What we are really after is the parallel for directive, which we call a work-sharing construct. Consider

#include <iostream>
#include <omp.h>

using namespace std;
main (void)
{
	int i;
	int foo;
#pragma omp parallel for
  for(i=1;i<10;i++){
#pragma omp critical
{
foo=omp_get_thread_num();
	  cout << "Loop number: "<< i << " " << "Thread number: " << foo << endl;
}
}
}

The for directive applies to the for loop immediately preceding it. Notice how we don’t have to outline a parallel region with curly braces {} following this directive in contrast to before. This program yields:

[michael@michael lindonslog]$ ./openmp 
Loop number: 1 Thread number: 0
Loop number: 8 Thread number: 3
Loop number: 2 Thread number: 0
Loop number: 3 Thread number: 0
Loop number: 9 Thread number: 3
Loop number: 6 Thread number: 2
Loop number: 4 Thread number: 1
Loop number: 7 Thread number: 2
Loop number: 5 Thread number: 1
[michael@michael lindonslog]$ 

Notice what I said about the order. By default, the loop index i.e. “i” in this context, is made private by the for directive.

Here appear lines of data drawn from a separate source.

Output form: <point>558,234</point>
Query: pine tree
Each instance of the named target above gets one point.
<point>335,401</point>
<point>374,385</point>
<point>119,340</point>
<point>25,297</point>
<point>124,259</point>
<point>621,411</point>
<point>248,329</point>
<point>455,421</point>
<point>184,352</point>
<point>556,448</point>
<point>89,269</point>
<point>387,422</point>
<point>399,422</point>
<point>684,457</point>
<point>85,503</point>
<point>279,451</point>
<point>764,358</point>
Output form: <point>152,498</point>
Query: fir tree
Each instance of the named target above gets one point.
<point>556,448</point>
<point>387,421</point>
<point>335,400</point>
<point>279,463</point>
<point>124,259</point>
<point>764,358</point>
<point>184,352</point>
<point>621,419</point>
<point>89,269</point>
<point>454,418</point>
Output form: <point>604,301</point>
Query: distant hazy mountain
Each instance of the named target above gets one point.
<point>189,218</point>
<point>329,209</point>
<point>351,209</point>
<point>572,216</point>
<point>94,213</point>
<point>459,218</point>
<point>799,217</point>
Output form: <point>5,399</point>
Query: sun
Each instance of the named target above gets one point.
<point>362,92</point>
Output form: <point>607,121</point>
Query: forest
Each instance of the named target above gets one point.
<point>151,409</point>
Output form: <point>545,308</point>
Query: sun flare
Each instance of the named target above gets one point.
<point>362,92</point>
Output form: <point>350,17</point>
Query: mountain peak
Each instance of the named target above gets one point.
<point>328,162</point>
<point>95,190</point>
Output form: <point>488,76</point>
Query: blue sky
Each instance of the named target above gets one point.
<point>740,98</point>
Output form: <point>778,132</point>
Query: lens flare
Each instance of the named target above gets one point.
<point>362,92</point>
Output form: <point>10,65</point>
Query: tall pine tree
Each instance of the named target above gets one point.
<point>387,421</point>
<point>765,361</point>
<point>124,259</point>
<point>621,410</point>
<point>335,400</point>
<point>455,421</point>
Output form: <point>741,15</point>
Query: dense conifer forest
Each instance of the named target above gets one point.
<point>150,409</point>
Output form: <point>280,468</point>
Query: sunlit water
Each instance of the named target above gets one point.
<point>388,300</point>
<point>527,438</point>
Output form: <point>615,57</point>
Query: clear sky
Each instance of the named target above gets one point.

At the end of the parallel for loop, there is an implicit barrier where all threads wait until they have all finished. There are however some rules for the parallel for directive

  1. The loop index, i, is incremented by a fixed amount each iteration e.g. i++ or i+=step.
  2. The start and end values must not change during the loop.
  3. There must be no “breaks” in the loop where the code steps out of that code block. Functions are, however, permitted and run as you would expect.
  4. The comparison operators may be < <= => >

There may be times when you want to perform some operation in the order of the iterations. This can be achieved with an ordered directive and an ordered clause. Each thread will wait until the previous iteration has finished it’s ordered section before proceeding with its own.

int main(void){
int i,a[10];
#pragma omp parallel for ordered 
for(i=0;i<10;i++){
a[i]=expensive_function(i);
#pragma omp ordered
printf("Thread ID: %d    Hello World %d\n",omp_get_thread_num(),i);
}
}

Will now print out the Hello Worlds in order. N.B. There is a penalty for this. The threads have to wait until the preceding iteration has finished with its ordered section of code. Only if the expensive_function() in this case were expensive, would this be worthwhile.